Talking to Elasticsearch

edit

How you talk to Elasticsearch depends on whether you are using Java.

Java API

edit

If you are using Java, Elasticsearch comes with two built-in clients that you can use in your code:

Node client
The node client joins a local cluster as a non data node. In other words, it doesn’t hold any data itself, but it knows what data lives on which node in the cluster, and can forward requests directly to the correct node.
Transport client
The lighter-weight transport client can be used to send requests to a remote cluster. It doesn’t join the cluster itself, but simply forwards requests to a node in the cluster.

Both Java clients talk to the cluster over port 9300, using the native Elasticsearch transport protocol. The nodes in the cluster also communicate with each other over port 9300. If this port is not open, your nodes will not be able to form a cluster.

The Java client must be from the same major version of Elasticsearch as the nodes; otherwise, they may not be able to understand each other.

More information about the Java clients can be found in Elasticsearch Clients.

RESTful API with JSON over HTTP

edit

All other languages can communicate with Elasticsearch over port 9200 using a RESTful API, accessible with your favorite web client. In fact, as you have seen, you can even talk to Elasticsearch from the command line by using the curl command.

Elasticsearch provides official clients for several languages—​Groovy, JavaScript, .NET, PHP, Perl, Python, and Ruby—​and there are numerous community-provided clients and integrations, all of which can be found in Elasticsearch Clients.
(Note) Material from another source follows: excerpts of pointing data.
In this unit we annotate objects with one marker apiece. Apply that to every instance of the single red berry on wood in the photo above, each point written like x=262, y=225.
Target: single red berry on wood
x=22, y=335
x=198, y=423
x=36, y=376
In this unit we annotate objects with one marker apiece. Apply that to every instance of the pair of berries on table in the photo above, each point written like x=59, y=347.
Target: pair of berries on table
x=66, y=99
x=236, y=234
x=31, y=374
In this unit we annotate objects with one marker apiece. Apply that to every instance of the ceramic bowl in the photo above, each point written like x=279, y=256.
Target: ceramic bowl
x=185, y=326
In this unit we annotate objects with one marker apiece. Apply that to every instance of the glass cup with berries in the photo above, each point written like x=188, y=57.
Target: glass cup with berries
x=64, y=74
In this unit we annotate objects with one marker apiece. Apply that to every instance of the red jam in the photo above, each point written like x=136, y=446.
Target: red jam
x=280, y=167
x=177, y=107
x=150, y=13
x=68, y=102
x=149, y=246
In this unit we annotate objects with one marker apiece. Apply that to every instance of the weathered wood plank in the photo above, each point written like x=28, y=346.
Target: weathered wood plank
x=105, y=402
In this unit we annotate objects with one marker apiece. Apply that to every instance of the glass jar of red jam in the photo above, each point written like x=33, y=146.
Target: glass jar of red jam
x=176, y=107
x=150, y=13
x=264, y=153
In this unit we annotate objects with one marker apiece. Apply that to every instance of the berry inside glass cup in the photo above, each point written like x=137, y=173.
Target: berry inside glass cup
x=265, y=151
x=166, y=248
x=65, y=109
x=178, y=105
A request to Elasticsearch consists of the same parts as any HTTP request:

curl -X<VERB> '<PROTOCOL>://<HOST>:<PORT>/<PATH>?<QUERY_STRING>' -d '<BODY>'

The parts marked with < > above are:

VERB

The appropriate HTTP method or verb: GET, POST, PUT, HEAD, or DELETE.

PROTOCOL

Either http or https (if you have an https proxy in front of Elasticsearch.)

HOST

The hostname of any node in your Elasticsearch cluster, or localhost for a node on your local machine.

PORT

The port running the Elasticsearch HTTP service, which defaults to 9200.

PATH

API Endpoint (for example _count will return the number of documents in the cluster). Path may contain multiple components, such as _cluster/stats or _nodes/stats/jvm

QUERY_STRING

Any optional query-string parameters (for example ?pretty will pretty-print the JSON response to make it easier to read.)

BODY

A JSON-encoded request body (if the request needs one.)
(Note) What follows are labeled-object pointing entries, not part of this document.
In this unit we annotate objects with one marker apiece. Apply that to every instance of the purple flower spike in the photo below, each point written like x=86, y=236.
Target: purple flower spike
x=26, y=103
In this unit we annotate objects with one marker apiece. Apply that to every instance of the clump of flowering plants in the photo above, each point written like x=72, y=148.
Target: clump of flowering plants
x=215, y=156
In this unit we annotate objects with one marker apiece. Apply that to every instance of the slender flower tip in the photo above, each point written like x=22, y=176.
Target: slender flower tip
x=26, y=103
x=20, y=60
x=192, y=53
For instance, to count the number of documents in the cluster, we could use this:

curl -XGET 'http://localhost:9200/_count?pretty' -d '
{
    "query": {
        "match_all": {}
    }
}
'

Elasticsearch returns an HTTP status code like 200 OK and (except for HEAD requests) a JSON-encoded response body. The preceding curl request would respond with a JSON body like the following:

{
    "count" : 0,
    "_shards" : {
        "total" : 5,
        "successful" : 5,
        "failed" : 0
    }
}

We don’t see the HTTP headers in the response because we didn’t ask curl to display them. To see the headers, use the curl command with the -i switch:

curl -i -XGET 'localhost:9200/'

For the rest of the book, we will show these curl examples using a shorthand format that leaves out all the bits that are the same in every request, like the hostname and port, and the curl command itself. Instead of showing a full request like

curl -XGET 'localhost:9200/_count?pretty' -d '
{
    "query": {
        "match_all": {}
    }
}'

we will show it in this shorthand format:

GET /_count
{
    "query": {
        "match_all": {}
    }
}

In fact, this is the same format that is used by the Sense console that we installed with Marvel. If in the online version of this book, you can open and run this code example in Sense by clicking the View in Sense link above.